Il est donc très difficile pour les jeunes entreprises de concurrencer ces derniers, et, pour eux, le partenariat stratégique entre OpenAI et Microsoft devrait être considéré comme une forme d’intégration verticale susceptible de nuire à la concurrence.

Il existe d’autre part une pénurie d’experts pour le développement de modèles de fondation, ce qui limite encore davantage la concurrence sur le marché, en particulier pour les entreprises européennes.

Bien que ces restrictions de concurrence soient valables à court et moyen terme, une analyse de la littérature actuelle ainsi que les progrès réalisés récemment par des modèles concurrents tels que Gemini et Mistral suggèrent que ces défis pourraient s’atténuer à plus long terme.

Le déploiement de l’IA générative

En ce qui concerne les applications et les services de l’IA générative en aval, pour les auteurs de l’étude, seule une poignée de fournisseurs connaîtra le succès à long terme.
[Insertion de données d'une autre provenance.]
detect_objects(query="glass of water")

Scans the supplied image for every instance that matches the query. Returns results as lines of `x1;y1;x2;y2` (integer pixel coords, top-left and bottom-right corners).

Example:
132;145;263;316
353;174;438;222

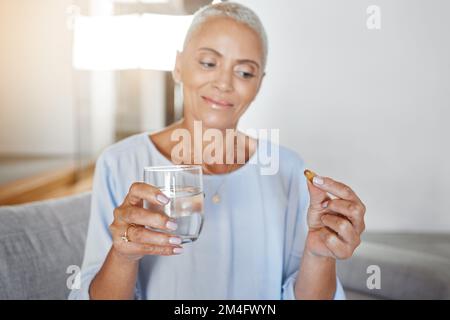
144;165;204;243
Les start-ups doivent rivaliser avec les grandes entreprises telles que Microsoft et Google qui ont un accès préférentiel aux modèles avancés et peuvent tirer parti de leur pouvoir de marché et de leurs clients existants.

Selon leur évaluation, Microsoft occupe une position prédominante dans la chaîne de valeur de la GenAI en raison de sa possession de données de haute qualité, de serveurs de cloud, de capital humain, de son contrôle sur plusieurs modèles de fondations de premier plan et de son pouvoir de marché existant dans les services bureautiques en aval.

Pour eux, “en plus de comprendre la dynamique de chaque niveau de la chaîne de valeur, les responsables de l’application du droit de la concurrence de l’UE doivent adopter une perspective globale pour comprendre le degré d’intégration verticale de certains acteurs du marché”. Outre des investissements accrus dans des conditions propices à l’innovation pour l’IA en Europe, une politique de concurrence globale de l’UE est nécessaire. Compte tenu de l’évolution rapide des technologies de l’IA générative et de leur impact considérable, il est donc essentiel pour la Commission d’anticiper et de traiter de manière proactive les problèmes de concurrence potentiels.